Realizado por Alex Smith, Andrew J. Smith 
Com Matt Bomer, Josh Wiggins

Estreou no Festival de Sundance 2017 e, pese embora os comentários positivos que recebeu, “Walking Out” não conseguiu ter sucesso no circuito comercial. E de certa forma compreende- se porque é que não teve muita presença nas salas de cinema ou no box-office. Trata-se de uma drama independente que representa a típica obra de Sundance. Isto porque é um filme com um orçamento baixo que apresenta uma qualidade técnica e narrativa acima da média mas que, infelizmente, não é comercialmente apelativo.

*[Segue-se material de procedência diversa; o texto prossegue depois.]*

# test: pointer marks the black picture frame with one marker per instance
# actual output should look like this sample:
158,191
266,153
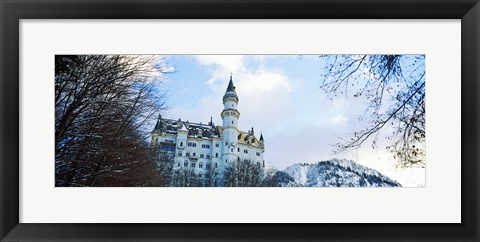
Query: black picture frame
12,11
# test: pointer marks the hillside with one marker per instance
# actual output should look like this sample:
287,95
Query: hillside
331,173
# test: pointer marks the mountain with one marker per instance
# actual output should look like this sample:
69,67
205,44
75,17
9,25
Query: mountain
331,173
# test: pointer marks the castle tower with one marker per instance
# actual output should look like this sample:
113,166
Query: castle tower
230,116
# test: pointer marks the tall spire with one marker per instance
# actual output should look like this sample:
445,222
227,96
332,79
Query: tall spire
230,93
231,87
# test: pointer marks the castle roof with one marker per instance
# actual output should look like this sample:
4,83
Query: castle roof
200,130
230,90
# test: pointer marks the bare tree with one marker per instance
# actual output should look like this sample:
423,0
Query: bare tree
102,103
394,87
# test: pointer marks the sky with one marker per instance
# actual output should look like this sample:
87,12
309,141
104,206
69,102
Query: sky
280,97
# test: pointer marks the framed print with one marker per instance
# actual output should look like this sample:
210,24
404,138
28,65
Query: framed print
257,94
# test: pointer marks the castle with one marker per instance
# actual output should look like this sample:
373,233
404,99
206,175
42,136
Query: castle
203,147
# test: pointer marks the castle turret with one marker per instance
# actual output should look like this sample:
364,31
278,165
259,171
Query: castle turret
261,140
230,116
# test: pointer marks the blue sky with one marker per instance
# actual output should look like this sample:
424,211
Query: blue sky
280,96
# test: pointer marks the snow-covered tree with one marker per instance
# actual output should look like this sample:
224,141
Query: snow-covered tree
101,105
394,87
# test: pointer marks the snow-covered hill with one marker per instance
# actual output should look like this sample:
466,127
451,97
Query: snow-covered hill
331,173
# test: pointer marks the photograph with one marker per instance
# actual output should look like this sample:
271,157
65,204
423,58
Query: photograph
316,120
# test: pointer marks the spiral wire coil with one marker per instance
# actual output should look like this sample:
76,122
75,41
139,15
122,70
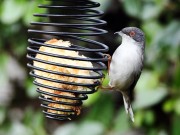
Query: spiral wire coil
85,25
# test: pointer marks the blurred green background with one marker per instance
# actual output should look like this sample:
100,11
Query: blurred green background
157,95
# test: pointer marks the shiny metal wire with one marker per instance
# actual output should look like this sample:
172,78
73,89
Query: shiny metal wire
85,24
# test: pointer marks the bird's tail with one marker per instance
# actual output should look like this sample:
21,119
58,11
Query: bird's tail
128,107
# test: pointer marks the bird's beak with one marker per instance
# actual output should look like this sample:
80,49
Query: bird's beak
119,32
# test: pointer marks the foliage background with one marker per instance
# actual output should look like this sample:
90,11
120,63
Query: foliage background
157,94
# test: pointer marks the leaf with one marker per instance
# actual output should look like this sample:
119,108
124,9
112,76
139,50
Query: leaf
168,105
144,99
12,11
148,91
102,111
68,129
90,128
18,128
121,123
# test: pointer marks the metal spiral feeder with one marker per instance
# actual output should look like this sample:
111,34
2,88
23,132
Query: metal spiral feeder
81,14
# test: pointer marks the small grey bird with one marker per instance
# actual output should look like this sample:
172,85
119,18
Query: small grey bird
127,63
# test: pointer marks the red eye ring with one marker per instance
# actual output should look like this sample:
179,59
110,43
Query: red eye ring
132,33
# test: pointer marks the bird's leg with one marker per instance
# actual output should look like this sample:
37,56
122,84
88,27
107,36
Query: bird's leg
109,60
105,88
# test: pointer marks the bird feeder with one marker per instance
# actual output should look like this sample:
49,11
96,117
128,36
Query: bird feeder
64,59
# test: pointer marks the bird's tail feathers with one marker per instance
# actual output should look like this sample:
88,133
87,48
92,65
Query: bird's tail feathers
128,107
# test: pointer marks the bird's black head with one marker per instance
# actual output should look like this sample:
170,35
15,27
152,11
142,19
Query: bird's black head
135,33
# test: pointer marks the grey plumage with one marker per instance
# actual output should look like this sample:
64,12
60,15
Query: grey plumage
127,63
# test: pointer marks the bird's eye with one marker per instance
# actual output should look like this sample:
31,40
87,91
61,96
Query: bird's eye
132,33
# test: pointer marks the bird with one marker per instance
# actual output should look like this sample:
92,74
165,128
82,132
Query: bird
127,63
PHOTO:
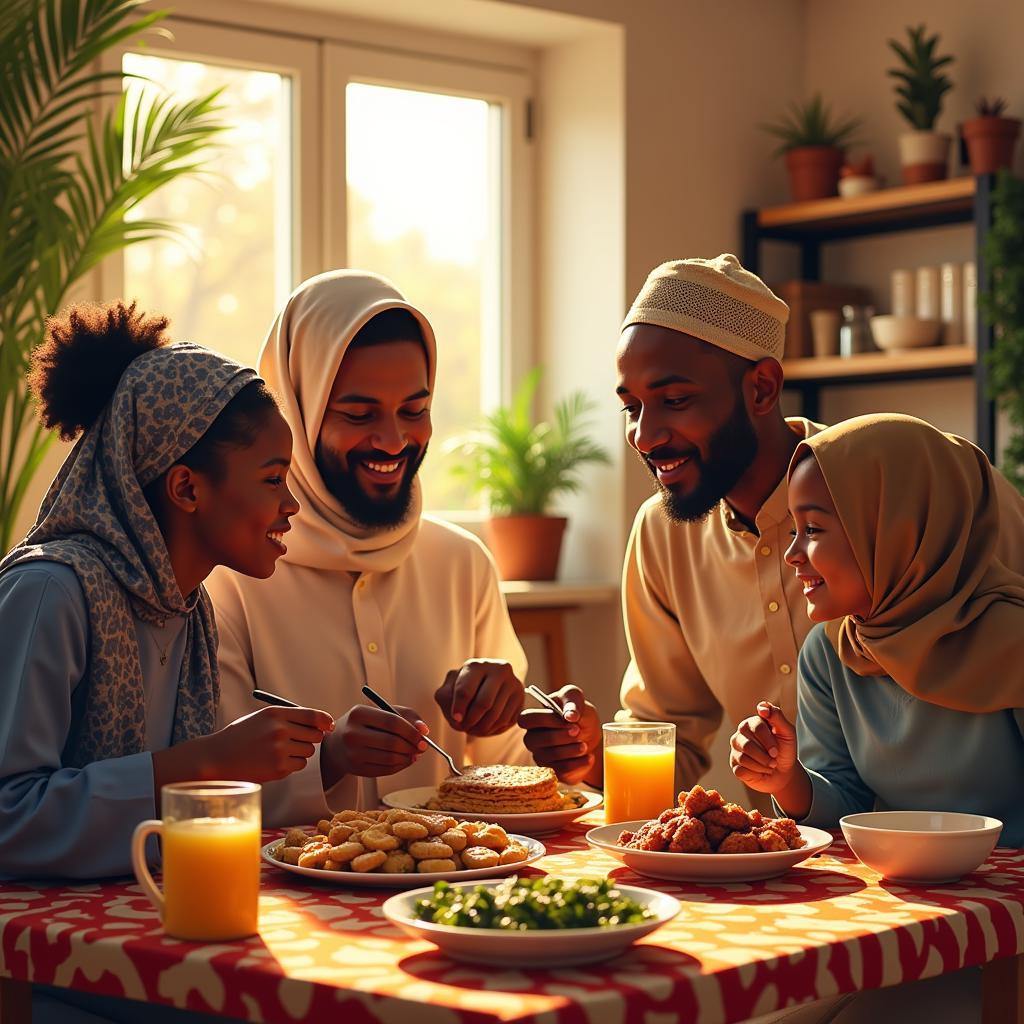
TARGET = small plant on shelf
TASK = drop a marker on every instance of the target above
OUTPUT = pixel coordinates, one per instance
(520, 465)
(922, 84)
(990, 137)
(812, 141)
(1003, 307)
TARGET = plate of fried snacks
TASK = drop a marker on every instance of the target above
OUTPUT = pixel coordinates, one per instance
(543, 922)
(704, 838)
(400, 848)
(524, 798)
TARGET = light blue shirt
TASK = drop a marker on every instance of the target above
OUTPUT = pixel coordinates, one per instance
(867, 744)
(56, 820)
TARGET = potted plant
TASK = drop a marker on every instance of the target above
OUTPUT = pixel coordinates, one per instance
(813, 144)
(923, 152)
(990, 137)
(521, 465)
(68, 180)
(1000, 302)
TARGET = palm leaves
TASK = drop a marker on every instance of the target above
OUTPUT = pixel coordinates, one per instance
(812, 124)
(922, 84)
(521, 466)
(69, 179)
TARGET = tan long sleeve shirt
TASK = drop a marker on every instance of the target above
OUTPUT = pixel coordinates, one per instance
(316, 636)
(714, 621)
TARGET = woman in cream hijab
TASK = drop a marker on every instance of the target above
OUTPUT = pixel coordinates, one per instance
(910, 688)
(370, 591)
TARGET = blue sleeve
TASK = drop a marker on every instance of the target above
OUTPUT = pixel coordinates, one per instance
(56, 821)
(837, 785)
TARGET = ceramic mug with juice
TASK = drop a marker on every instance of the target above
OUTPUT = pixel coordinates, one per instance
(639, 769)
(210, 837)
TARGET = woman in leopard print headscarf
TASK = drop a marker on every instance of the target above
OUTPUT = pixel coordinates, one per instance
(111, 684)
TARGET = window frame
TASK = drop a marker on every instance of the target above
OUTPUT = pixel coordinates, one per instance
(255, 50)
(509, 89)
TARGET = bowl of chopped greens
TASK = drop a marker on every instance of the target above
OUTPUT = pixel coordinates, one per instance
(530, 922)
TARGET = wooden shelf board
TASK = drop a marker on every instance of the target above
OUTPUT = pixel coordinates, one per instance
(954, 196)
(934, 361)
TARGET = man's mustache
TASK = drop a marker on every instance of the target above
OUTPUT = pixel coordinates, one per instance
(375, 455)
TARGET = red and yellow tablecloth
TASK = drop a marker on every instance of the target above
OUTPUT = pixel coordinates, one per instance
(735, 950)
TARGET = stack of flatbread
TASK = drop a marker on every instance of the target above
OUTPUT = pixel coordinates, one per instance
(501, 790)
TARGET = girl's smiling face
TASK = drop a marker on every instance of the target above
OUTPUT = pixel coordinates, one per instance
(244, 514)
(820, 551)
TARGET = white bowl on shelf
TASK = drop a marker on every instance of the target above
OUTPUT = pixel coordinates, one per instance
(857, 184)
(894, 334)
(921, 846)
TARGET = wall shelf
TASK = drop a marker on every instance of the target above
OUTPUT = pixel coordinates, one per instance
(872, 368)
(810, 224)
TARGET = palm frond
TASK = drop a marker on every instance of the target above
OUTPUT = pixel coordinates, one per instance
(71, 183)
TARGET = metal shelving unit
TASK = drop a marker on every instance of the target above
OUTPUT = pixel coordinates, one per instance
(812, 224)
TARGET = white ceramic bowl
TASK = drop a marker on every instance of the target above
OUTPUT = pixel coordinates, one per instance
(554, 948)
(921, 846)
(893, 334)
(857, 184)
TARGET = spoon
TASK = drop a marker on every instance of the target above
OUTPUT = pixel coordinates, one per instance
(384, 706)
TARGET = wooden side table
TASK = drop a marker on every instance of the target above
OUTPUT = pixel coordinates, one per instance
(540, 607)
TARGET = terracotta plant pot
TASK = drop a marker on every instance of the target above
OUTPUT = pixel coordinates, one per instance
(526, 547)
(923, 156)
(990, 142)
(813, 171)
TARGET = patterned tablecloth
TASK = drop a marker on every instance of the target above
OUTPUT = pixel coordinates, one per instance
(735, 950)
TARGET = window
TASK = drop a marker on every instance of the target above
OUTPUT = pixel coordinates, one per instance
(423, 203)
(223, 282)
(417, 168)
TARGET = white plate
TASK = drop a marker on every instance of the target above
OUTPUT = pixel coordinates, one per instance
(378, 880)
(554, 948)
(532, 822)
(706, 866)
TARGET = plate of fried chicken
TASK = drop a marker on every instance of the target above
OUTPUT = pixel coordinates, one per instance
(705, 838)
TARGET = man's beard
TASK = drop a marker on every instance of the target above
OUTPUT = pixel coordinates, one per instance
(366, 510)
(731, 450)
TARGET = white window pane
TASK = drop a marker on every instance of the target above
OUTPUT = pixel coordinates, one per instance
(223, 285)
(423, 209)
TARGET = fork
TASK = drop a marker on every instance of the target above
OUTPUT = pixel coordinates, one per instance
(541, 697)
(384, 706)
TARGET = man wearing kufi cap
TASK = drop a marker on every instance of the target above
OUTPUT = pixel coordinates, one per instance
(714, 616)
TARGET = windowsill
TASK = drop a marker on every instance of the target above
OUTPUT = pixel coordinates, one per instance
(557, 593)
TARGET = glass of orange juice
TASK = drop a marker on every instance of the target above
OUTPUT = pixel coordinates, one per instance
(210, 836)
(639, 769)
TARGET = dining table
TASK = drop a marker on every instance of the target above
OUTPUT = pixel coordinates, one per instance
(326, 951)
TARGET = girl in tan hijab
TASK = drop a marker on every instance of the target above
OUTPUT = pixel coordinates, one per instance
(910, 548)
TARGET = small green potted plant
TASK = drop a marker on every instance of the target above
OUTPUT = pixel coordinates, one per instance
(990, 137)
(521, 465)
(813, 143)
(922, 85)
(1000, 303)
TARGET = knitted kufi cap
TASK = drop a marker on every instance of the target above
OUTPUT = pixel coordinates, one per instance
(715, 300)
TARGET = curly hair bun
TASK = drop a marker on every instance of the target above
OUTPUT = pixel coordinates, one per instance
(88, 346)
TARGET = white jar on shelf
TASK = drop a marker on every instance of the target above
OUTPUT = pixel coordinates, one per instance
(951, 303)
(928, 292)
(971, 303)
(901, 293)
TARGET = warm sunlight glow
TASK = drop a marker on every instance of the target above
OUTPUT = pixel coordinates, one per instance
(423, 203)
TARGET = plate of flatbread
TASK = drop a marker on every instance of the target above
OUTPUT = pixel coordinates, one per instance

Os seus principais protagonistas são Matt Bomer e Josh Wiggins que interpretam, respetivamente, um filho e um pai que lutam para se relacionar a qualquer nível durante uma caçada, até que um acidente deixa o pai gravemente ferido. A partir daqui, "Walking Out" torna-se numa jornada de sobrevivência que irá aproximar pai e filho. Até ao acidente em questão, "Walking Out" é bastante ameno, já que apenas ilustra os problemas emocionais que dominam o par, mas após o acidente o filme ganha um pouco mais de ritmo, emoção e ação. É nesta parte que estão, aliás, os melhores momentos, como o seu final que é um bom exemplo de imprevisto e coragem narrativa. O problema é que num todo, "Walking Out" não convence e não denota a destreza dramática que se esperava. Em todo o caso é um razoável produto indie que mistura família, drama e sobrevivência, mas para ser um sucesso, os seus criadores deveriam ter arriscado mais.